Facebook removed three more networks of accounts for coordinated inauthentic behavior, all of which originated in Russia.

Head of cybersecurity policy Nathaniel Gleicher said in a Newsroom post that the three networks were connected to entities associated with Russian financier Yevgeniy Prigozhin, who was previously indicted by the U.S. Department of Justice.

The first of the three groups consisted of 35 accounts, 53 pages, seven groups and five Instagram accounts, with its activity focused on Madagascar, the Central African Republic, Mozambique, the Democratic Republic of the Congo, Côte d’Ivoire and Cameroon.

They used a combination of fake accounts and authentic accounts of local nationals in Madagascar and Mozambique to manage pages and groups and post content, typically regarding global and local political news on topics including Russian policies in Africa, elections in Madagascar and Mozambique, election monitoring by a local non-governmental organization and criticism of French and U.S. policies.

According to Gleicher, some 475,000 accounts followed one or more of the removed pages, about 450 people followed at least one of the groups and roughly 650 users followed one or more of the Instagram accounts.

This network spent about $77,000 on Facebook ads, paid for in U.S. dollars, with the first ad running in April 2018 and the most recent ad running this month.

He also shared sample content from some of the removed pages:

Page Name: “Sudan in the Eyes of Others.” Caption Translation: Yam Brands, the company that owns the KFC franchise, stated that it intends on opening three branches of its franchise in Sudan.

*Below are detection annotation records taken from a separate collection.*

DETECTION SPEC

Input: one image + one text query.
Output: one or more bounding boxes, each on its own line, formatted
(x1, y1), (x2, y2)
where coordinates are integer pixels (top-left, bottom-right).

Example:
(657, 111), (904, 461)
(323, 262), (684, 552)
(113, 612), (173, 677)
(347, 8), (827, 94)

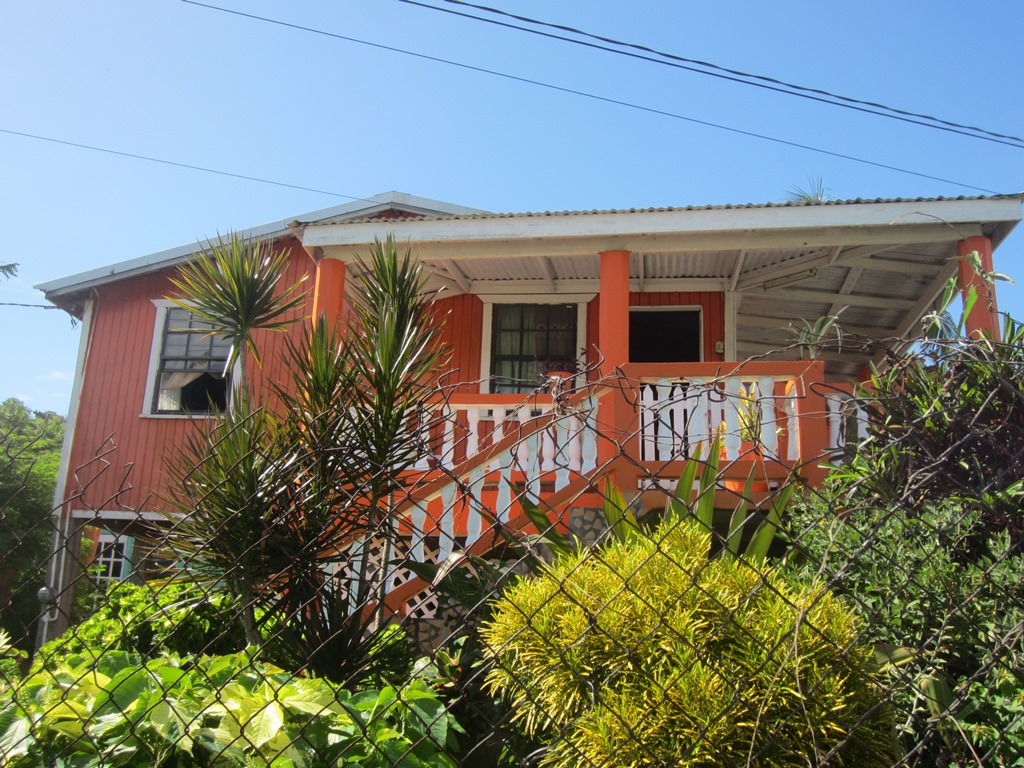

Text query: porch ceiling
(325, 198), (1020, 376)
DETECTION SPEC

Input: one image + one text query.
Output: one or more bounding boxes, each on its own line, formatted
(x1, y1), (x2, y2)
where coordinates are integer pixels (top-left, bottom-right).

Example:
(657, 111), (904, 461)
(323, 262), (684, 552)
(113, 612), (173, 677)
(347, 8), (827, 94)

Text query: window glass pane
(152, 307), (231, 414)
(490, 304), (578, 392)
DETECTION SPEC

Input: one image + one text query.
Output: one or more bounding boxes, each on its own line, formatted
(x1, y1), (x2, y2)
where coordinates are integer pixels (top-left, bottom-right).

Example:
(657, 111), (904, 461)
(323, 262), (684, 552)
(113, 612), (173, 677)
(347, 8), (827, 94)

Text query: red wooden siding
(587, 291), (725, 366)
(67, 241), (311, 518)
(434, 294), (483, 393)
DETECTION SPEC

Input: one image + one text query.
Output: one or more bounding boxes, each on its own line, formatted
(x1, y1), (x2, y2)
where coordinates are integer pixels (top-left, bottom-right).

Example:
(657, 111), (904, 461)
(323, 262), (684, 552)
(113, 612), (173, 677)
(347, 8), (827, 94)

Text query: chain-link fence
(6, 337), (1024, 768)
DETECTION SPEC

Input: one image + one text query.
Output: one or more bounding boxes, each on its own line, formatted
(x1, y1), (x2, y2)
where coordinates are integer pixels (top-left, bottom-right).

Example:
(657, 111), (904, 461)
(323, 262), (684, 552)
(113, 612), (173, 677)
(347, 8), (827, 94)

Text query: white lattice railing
(640, 374), (804, 461)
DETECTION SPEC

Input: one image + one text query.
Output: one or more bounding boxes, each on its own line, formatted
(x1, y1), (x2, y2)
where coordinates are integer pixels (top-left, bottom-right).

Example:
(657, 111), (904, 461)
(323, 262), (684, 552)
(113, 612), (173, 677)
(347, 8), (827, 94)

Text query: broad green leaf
(243, 701), (285, 748)
(722, 469), (754, 558)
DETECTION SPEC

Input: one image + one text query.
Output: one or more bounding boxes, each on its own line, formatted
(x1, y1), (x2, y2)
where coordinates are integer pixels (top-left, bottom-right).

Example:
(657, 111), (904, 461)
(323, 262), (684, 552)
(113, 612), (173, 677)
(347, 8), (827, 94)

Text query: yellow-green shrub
(482, 521), (893, 768)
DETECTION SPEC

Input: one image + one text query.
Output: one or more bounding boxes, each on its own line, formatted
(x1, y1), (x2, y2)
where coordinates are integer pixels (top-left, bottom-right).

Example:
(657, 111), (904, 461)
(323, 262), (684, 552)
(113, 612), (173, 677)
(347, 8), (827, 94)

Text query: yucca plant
(481, 512), (893, 768)
(171, 232), (305, 399)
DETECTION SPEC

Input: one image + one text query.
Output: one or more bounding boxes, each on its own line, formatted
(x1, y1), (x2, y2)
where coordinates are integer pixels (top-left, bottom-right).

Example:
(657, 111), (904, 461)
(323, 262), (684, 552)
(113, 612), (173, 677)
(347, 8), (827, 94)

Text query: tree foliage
(0, 398), (65, 649)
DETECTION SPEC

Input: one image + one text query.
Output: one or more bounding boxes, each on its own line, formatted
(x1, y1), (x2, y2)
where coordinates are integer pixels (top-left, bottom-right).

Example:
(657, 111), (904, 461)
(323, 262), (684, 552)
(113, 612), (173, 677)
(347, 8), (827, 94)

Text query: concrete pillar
(313, 258), (348, 326)
(598, 251), (630, 376)
(956, 236), (999, 341)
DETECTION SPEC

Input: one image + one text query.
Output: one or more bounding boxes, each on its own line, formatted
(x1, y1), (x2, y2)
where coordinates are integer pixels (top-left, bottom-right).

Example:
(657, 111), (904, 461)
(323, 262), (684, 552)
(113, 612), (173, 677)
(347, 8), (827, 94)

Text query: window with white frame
(145, 301), (231, 416)
(490, 303), (579, 393)
(92, 531), (132, 582)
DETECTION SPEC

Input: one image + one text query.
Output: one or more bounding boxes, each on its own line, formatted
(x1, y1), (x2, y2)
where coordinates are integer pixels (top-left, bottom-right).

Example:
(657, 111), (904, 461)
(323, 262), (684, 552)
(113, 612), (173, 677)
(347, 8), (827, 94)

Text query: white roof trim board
(36, 191), (485, 298)
(36, 191), (1022, 300)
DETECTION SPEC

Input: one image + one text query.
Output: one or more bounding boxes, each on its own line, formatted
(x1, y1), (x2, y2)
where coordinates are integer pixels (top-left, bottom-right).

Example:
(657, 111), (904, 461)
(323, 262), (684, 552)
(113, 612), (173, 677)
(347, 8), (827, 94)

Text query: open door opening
(630, 307), (703, 362)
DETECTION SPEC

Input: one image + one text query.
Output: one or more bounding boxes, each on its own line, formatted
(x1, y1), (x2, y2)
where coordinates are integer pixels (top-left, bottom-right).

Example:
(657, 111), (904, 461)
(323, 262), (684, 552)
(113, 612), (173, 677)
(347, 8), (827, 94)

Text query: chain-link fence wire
(0, 350), (1024, 767)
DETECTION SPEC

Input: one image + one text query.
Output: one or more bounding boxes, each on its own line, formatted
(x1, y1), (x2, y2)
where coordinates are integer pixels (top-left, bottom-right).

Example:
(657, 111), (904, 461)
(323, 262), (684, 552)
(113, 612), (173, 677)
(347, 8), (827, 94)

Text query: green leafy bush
(827, 316), (1024, 542)
(482, 518), (893, 768)
(0, 651), (460, 768)
(37, 582), (246, 664)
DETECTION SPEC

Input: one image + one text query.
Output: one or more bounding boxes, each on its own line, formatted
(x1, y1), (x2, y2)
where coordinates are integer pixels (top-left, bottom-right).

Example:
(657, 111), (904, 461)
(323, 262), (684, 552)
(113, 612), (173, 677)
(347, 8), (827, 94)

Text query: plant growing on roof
(171, 231), (305, 399)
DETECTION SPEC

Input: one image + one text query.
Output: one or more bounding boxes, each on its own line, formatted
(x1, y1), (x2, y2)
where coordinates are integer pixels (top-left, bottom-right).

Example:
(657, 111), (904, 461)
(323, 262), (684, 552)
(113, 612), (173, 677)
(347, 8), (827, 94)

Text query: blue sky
(0, 0), (1024, 413)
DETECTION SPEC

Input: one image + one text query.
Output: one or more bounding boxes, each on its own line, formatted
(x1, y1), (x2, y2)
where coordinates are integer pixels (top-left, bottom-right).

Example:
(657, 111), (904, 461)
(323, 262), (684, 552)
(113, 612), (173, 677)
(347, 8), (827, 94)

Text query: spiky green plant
(171, 232), (305, 391)
(163, 238), (443, 681)
(482, 520), (893, 768)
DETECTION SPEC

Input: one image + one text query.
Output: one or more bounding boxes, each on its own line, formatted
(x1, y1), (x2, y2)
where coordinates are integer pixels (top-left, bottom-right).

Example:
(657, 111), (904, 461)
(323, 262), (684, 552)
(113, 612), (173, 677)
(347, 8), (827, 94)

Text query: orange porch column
(313, 258), (348, 326)
(956, 236), (999, 341)
(597, 251), (630, 376)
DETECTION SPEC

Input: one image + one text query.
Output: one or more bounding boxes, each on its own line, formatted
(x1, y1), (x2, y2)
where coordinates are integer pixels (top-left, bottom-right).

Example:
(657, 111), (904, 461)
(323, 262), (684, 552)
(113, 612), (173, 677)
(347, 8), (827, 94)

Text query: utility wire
(0, 128), (366, 200)
(413, 0), (1024, 150)
(181, 0), (999, 195)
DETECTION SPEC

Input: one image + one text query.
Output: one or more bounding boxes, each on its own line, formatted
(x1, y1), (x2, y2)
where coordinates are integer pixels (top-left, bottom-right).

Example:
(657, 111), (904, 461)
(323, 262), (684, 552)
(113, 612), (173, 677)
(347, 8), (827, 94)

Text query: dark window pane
(490, 304), (578, 392)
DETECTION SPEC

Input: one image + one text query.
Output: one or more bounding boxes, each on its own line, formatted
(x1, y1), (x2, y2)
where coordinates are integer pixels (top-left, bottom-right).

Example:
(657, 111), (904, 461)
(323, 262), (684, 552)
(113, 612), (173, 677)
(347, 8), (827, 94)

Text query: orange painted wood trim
(598, 251), (630, 376)
(313, 259), (348, 326)
(956, 236), (999, 341)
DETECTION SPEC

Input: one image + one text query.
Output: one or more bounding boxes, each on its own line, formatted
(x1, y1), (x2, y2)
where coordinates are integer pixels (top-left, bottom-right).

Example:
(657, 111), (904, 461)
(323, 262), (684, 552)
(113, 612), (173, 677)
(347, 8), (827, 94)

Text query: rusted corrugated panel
(435, 294), (483, 393)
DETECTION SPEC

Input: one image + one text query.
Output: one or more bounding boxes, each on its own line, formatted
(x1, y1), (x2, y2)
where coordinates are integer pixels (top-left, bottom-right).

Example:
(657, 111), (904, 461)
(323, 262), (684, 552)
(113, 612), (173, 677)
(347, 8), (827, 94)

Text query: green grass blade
(669, 443), (703, 522)
(693, 436), (720, 531)
(519, 494), (573, 555)
(604, 477), (639, 542)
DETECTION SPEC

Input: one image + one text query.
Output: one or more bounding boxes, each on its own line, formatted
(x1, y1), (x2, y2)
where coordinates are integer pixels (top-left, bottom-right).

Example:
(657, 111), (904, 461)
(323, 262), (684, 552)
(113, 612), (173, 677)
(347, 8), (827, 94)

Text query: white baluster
(466, 408), (480, 459)
(568, 414), (583, 473)
(348, 538), (366, 610)
(756, 376), (778, 458)
(489, 408), (508, 470)
(669, 381), (689, 459)
(415, 407), (431, 469)
(580, 397), (597, 474)
(515, 408), (530, 472)
(523, 431), (541, 499)
(640, 382), (657, 461)
(440, 406), (458, 467)
(657, 379), (675, 461)
(541, 424), (555, 472)
(850, 398), (867, 442)
(724, 376), (746, 461)
(551, 418), (569, 490)
(437, 482), (459, 563)
(825, 394), (843, 449)
(466, 467), (483, 549)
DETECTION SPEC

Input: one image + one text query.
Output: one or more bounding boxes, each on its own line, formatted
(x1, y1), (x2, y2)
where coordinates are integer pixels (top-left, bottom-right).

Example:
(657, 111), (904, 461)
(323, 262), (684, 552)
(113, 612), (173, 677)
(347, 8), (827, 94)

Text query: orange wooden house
(39, 193), (1021, 629)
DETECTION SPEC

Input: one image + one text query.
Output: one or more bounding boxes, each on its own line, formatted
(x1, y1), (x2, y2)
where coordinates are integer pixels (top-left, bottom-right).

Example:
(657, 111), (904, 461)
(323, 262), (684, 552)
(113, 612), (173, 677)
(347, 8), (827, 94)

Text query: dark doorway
(630, 308), (700, 362)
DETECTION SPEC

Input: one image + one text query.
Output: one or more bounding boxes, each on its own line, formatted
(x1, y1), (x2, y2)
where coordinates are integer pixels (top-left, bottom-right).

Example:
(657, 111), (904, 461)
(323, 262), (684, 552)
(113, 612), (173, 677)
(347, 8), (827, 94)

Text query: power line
(0, 128), (366, 200)
(181, 0), (999, 195)
(413, 0), (1024, 150)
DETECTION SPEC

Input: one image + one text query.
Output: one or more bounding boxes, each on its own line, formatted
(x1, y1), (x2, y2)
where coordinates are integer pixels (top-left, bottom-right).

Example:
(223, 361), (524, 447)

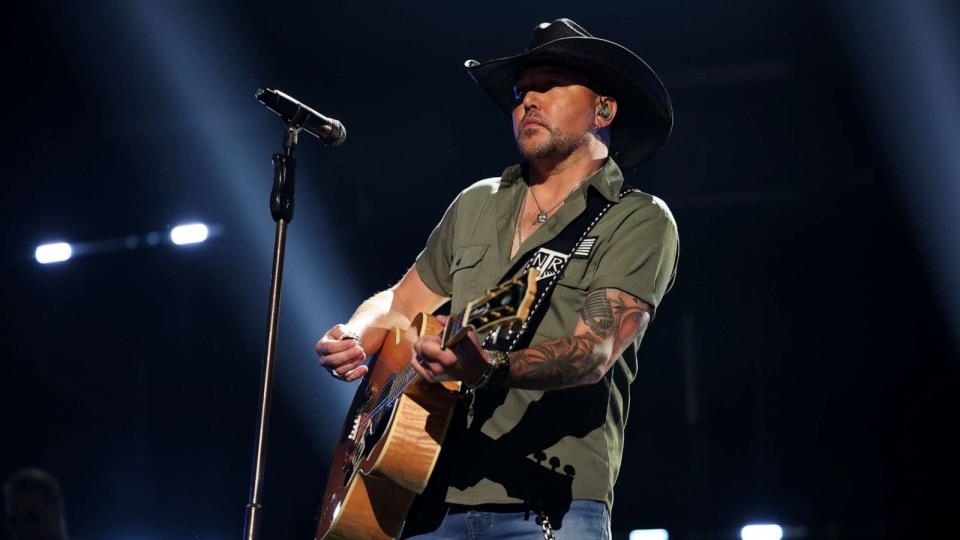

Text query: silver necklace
(524, 174), (593, 225)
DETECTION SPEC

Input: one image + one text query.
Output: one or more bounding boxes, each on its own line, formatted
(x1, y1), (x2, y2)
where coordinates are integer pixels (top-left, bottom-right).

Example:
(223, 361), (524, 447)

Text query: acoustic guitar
(316, 270), (537, 540)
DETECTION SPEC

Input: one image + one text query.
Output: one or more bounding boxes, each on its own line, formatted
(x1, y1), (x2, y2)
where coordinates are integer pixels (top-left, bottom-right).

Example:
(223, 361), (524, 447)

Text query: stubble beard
(516, 125), (583, 161)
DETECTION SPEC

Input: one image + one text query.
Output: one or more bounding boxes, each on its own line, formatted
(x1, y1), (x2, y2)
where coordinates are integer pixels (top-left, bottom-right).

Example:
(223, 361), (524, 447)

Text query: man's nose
(521, 90), (543, 112)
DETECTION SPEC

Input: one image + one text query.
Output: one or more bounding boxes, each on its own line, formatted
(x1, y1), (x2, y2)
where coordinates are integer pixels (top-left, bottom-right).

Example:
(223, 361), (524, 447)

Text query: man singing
(317, 19), (678, 539)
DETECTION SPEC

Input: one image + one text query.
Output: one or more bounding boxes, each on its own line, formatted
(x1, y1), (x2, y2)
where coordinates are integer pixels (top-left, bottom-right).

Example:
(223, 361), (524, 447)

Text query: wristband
(464, 351), (510, 390)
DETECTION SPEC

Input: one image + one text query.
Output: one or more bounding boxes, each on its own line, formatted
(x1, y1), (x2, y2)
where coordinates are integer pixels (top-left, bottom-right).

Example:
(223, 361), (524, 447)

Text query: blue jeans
(401, 500), (611, 540)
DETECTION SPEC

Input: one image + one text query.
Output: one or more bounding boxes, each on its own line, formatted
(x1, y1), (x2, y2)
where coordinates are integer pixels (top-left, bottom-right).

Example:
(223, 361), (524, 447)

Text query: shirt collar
(500, 158), (623, 202)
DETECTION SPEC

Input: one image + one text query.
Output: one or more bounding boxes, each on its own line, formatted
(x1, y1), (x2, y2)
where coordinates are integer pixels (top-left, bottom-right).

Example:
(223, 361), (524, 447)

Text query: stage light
(740, 523), (783, 540)
(630, 529), (670, 540)
(33, 242), (73, 264)
(170, 223), (210, 246)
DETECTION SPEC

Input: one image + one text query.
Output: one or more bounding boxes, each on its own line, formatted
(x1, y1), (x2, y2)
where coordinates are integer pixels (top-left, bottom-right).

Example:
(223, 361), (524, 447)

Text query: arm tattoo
(508, 289), (650, 390)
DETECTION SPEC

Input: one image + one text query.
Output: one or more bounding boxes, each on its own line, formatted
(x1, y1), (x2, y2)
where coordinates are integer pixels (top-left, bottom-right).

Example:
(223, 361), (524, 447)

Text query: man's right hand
(317, 324), (368, 382)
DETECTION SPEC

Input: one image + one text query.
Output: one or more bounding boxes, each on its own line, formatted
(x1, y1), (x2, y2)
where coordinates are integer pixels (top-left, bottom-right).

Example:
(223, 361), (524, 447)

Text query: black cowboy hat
(465, 19), (673, 169)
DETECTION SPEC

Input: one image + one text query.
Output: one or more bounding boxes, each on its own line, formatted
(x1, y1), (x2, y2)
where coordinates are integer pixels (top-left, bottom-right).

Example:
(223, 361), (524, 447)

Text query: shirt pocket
(557, 258), (591, 291)
(450, 244), (490, 276)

The spokesman of the company based in the American state of Kentucky, Takalaty Similiny, issued a statement saying that the branches are currently under construction and will open in mid-November.


Translation: The Police of the Republic of Mozambique announced today that nine members of RENAMO were detained for their participation in the attempt to remove urns from one of the voting posts in the district of Machanga, Sofala, and for having vandalized the infrastructure. According to the spokesperson for PRM, that spoke in a press-conference in Maputo, the nine people are accused of having led around 300 RENAMO supporters that tried to remove the urns during counting at the Inharingue Primary School.

Translation: President of Central African Republic asked Vladimir Putin to organize the delivery of heavy weapons. Wednesday, in Sochi, President Faustin-Archange Touadera asked his counterpart Vladimir Putin to increase the military assistance to the Republic, asking specifically for the supply of heavier weapons. “Russia is giving a considerable help to our country. They already carried out two weapons deliveries, trained our national troops, trained police officers, but for more effectiveness, we need heavy weapons. We hope that Russia will be able to allocate us combat vehicles, artillery cannons and other killing weapons in order for us to bring our people to safety,” said Touadera. However, there is still an issue which is blocking us to implement this. The embargo on the Central African Republic was not fully lifted in order for Russia to implement the plans of Touadera. Until now, it is only possible to supply weapons with a caliber less than 14,5 mm. The embargo does not stop armed groups to get illegally heavy weapons for themselves, which is not helping the efforts of the government to establish peace. We ask the Security Council of United Nations to draw attention on what their (sometimes reckless) sanctions are bringing.

The second network was made up of 17 accounts, 18 pages, three groups and six Instagram accounts, focused primarily on Sudan and using authentic accounts of Sudanese nationals, as well as fake and compromised accounts, to comments, post and manage pages posing as news organizations, as well as to direct traffic to off-platform sites.

Stories from Sudanese state news agency SUNA were often shared, as well as content from Russian state-controlled media Sputnik and RT, posted primarily in Arabic but sometimes in English. Topics included local news and events in Sudan and other countries in Sub-Saharan Africa, such a Sudanese-Russian relations, U.S.-Russian relations, Russian foreign policy and Muslims in Russia.

About 457,000 accounts followed at least one of the pages, while some 1,300 joined at least one of the groups and around 2,900 followed at least one of the Instagram accounts.

About $160 was spent on Facebook ads, paid for in Russian rubles, with the first running in April 2018 and the most recent one this past September.

Gleicher shared sample content from some of the removed pages:

Translation (first two paragraphs): “American and British intelligence put together false information about Putin’s inner circle … a diplomatic military source said that American and British intelligence agencies are preparing to leak false information about people close to the president, Vladimir Putin, and the leadership of the Russian defense ministry.“

Page title: “Nile Echo.” Post translation (first paragraph only): French movements to abort Russian and Sudanese mediation in the Central African Republic …

Translation: #Article (I am completely sure that the person in the cell is not [ousted Sudanese leader Omar] al-Bashir, but I don’t have physical evidence proving this) Aml al-Kordofani wrote: The person resembling al-Bashir who is sitting behind the bars … who is he? The double game continues between the military and the sons of Gosh (referring to former Sudanese intelligence chief Salah Abdullah Mohamed Saleh) according to the American plan. The American plan employs psychological operations, as we mentioned earlier, and are undertaken by a huge office within the U.S. Department of Defense.


And the final group of 14 accounts, 12 pages, one group and one Instagram account focused on Libya, using a combination of authentic accounts of Egyptian nationals and fake and compromised accounts to manage pages and drive people to an off-platform domain.

Stories from Sputnik and RT were frequently shared, and posts in Arabic covered local news and geopolitical issues including Libyan politics, crimes, natural disasters, public health, Turkey’s alleged sponsoring of terrorism in Libya, illegal migration, militia violence, the detention of Russian citizens in Libya for alleged interference in elections and a meeting between Khalifa Haftar, head of the Libyan National Army, and Russian President Vladimir Putin.

Gleicher added that some of the pages posted content on multiple sides of political debate in Libya, including criticism of the Government of National Accord, U.S. foreign policy, and Haftar, as well as support of Muammar Gaddafi and his son, Saif al-Islam Gaddafi, Russian foreign policy and Khalifa Haftar.